Analytics Flashcards
What is AWS Glue?
A serverless ETL service for discovering, preparing, and combining data for analytics, machine learning, and application development.
What are the key components of AWS Glue?
Data Catalog, Crawler, ETL Engine, Studio, Data Quality, DataBrew, Workflows
What is the purpose of the Glue Data Catalog?
Stores table definitions and schemas for data located in various sources like S3, RDS, and DynamoDB.
What does a Glue Crawler do?
Scans data stores to infer schemas and create table definitions in the Data Catalog.
What programming languages are supported for Glue ETL jobs?
Scala and Python
What is a DynamicFrame in AWS Glue?
A collection of DynamicRecords with a schema, similar to a Spark DataFrame but with additional ETL capabilities.
What are some common transformations in Glue ETL?

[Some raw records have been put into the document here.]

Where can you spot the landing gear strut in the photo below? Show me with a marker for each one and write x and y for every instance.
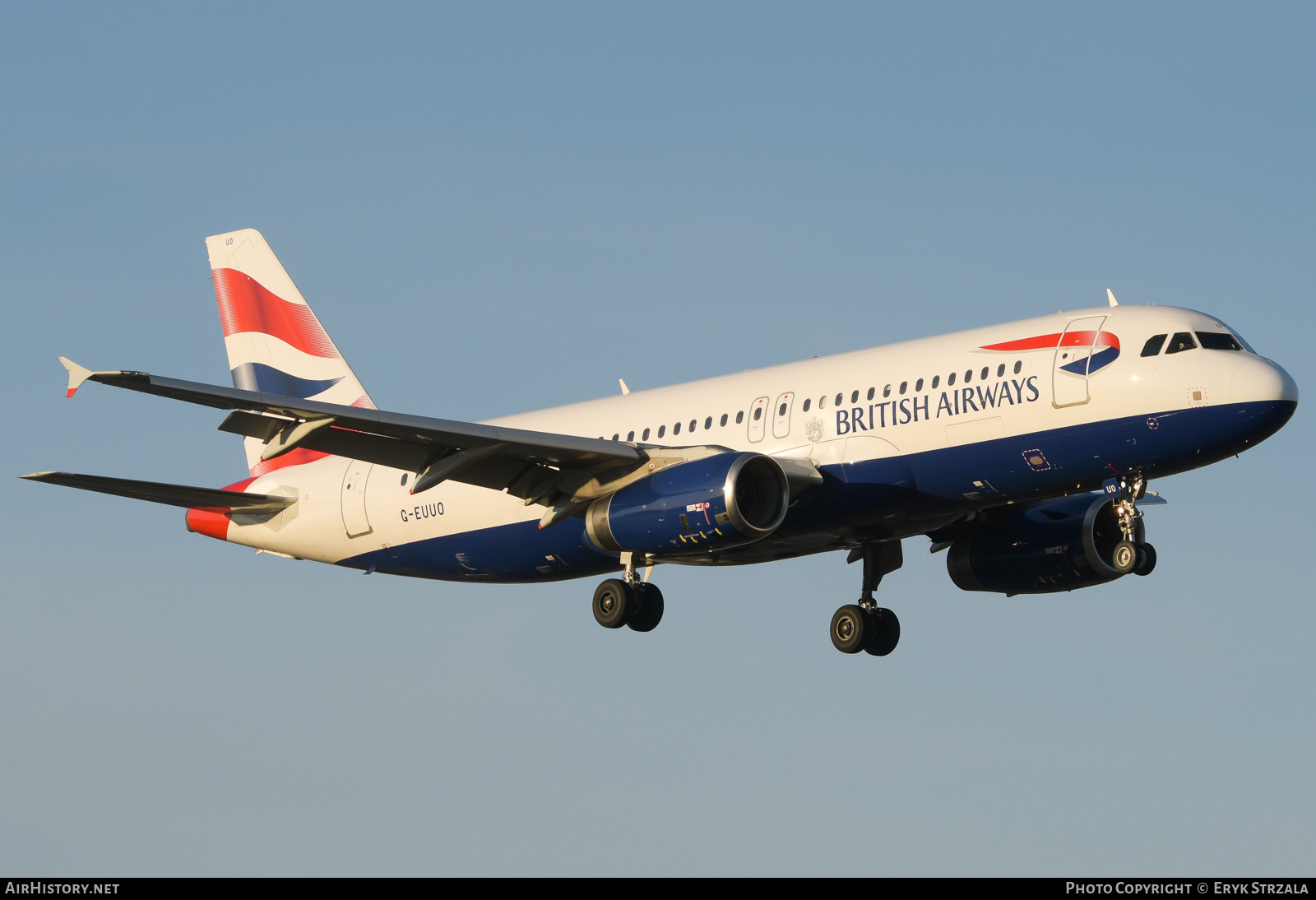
(865, 625)
(1132, 554)
(627, 601)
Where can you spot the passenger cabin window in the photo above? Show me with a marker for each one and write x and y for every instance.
(1219, 341)
(1153, 345)
(1182, 341)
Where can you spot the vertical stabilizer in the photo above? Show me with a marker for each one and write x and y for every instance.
(276, 344)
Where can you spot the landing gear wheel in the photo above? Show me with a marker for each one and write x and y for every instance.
(882, 632)
(1124, 557)
(1147, 559)
(651, 608)
(614, 603)
(848, 628)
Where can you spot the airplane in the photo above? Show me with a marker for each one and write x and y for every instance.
(1023, 450)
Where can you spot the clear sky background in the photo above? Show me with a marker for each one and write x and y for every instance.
(498, 208)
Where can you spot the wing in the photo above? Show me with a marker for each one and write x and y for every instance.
(561, 471)
(173, 495)
(537, 466)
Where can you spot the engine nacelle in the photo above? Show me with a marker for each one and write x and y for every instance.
(706, 504)
(1057, 545)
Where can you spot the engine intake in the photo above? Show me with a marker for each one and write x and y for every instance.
(1057, 545)
(719, 502)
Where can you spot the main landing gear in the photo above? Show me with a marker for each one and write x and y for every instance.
(628, 601)
(865, 625)
(1132, 554)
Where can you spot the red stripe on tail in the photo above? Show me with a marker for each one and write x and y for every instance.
(247, 305)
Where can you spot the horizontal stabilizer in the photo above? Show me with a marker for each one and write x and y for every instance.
(174, 495)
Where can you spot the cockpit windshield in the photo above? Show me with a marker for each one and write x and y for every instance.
(1219, 341)
(1239, 338)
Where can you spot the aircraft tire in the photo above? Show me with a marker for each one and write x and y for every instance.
(1147, 559)
(882, 633)
(849, 623)
(614, 603)
(1124, 557)
(649, 614)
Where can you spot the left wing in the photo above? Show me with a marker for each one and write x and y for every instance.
(173, 495)
(561, 471)
(558, 470)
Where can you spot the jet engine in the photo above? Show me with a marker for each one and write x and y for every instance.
(1057, 545)
(725, 500)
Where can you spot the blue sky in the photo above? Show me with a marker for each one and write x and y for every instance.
(497, 208)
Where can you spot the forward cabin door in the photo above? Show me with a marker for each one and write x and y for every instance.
(1069, 374)
(757, 420)
(354, 498)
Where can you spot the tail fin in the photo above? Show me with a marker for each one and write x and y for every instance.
(276, 344)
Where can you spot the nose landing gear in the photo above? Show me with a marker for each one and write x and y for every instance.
(865, 625)
(1132, 554)
(628, 601)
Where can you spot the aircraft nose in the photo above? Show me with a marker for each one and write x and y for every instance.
(1260, 379)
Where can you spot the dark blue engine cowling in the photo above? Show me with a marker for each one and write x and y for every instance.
(1057, 545)
(712, 503)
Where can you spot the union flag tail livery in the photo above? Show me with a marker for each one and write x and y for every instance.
(1023, 450)
(274, 341)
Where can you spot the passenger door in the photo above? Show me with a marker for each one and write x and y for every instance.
(354, 498)
(1069, 373)
(782, 415)
(757, 420)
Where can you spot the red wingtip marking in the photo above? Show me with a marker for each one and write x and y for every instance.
(208, 522)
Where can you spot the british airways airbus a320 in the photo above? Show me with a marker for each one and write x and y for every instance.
(1023, 449)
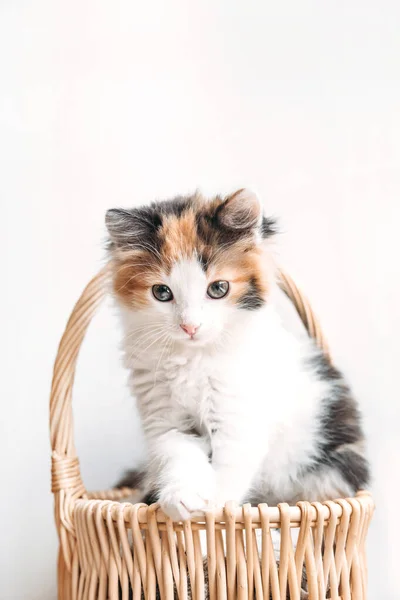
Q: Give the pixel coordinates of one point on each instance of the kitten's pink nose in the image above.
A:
(189, 329)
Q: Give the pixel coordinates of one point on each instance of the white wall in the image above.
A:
(114, 103)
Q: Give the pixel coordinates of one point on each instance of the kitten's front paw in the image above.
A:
(182, 503)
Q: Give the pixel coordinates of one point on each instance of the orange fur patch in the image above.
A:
(133, 274)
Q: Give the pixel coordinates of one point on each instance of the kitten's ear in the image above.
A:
(241, 210)
(126, 227)
(119, 224)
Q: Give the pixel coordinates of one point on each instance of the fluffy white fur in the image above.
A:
(240, 383)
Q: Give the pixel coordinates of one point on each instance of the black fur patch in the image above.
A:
(340, 426)
(139, 227)
(252, 299)
(268, 227)
(353, 467)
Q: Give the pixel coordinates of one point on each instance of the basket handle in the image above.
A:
(67, 484)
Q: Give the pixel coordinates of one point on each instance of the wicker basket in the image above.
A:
(112, 550)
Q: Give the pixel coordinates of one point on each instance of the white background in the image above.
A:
(115, 103)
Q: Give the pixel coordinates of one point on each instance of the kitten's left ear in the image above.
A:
(241, 210)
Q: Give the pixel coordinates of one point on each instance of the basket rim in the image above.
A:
(315, 510)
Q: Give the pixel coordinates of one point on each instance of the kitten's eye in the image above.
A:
(162, 293)
(218, 289)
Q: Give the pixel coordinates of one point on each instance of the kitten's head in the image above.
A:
(188, 268)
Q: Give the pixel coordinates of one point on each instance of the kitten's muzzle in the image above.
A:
(190, 329)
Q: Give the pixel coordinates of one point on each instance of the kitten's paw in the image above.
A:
(182, 503)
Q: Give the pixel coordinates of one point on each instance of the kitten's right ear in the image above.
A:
(123, 226)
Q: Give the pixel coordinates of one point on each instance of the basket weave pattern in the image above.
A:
(111, 550)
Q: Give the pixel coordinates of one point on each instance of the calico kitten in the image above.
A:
(233, 407)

DropFields, DropNullFields, Filter, Join, Map, FindMatches ML, format conversions
How can you modify the Data Catalog using Glue ETL scripts?
By using options like enableUpdateCatalog
, partitionKeys
, and updateBehavior
to add partitions, update schemas, or create new tables.
What are AWS Glue Development Endpoints?
Notebook-based environments for developing and testing Glue ETL scripts.
What are Glue Job Bookmarks used for?
Persisting state from a job run to prevent reprocessing of old data and ensure incremental processing.
How are AWS Glue costs calculated?
Primarily billed by the second for crawler and ETL jobs, with additional charges for Data Catalog storage beyond the free tier and for development endpoints.
What is AWS Glue Studio?
A visual interface for creating and managing ETL workflows without writing code.
What is the purpose of AWS Glue Data Quality?
To define and enforce data quality rules within Glue jobs using DQDL.
What is AWS Glue DataBrew?
A visual data preparation tool with over 250 pre-built transformations for cleaning and normalizing data.
What is AWS Lake Formation?
A service that simplifies the setup and management of secure data lakes.
What are Governed Tables in AWS Lake Formation?
A new type of S3 table that supports ACID transactions and fine-grained access control.
What is Amazon Athena?
A serverless interactive query service that allows you to analyze data in S3 using standard SQL.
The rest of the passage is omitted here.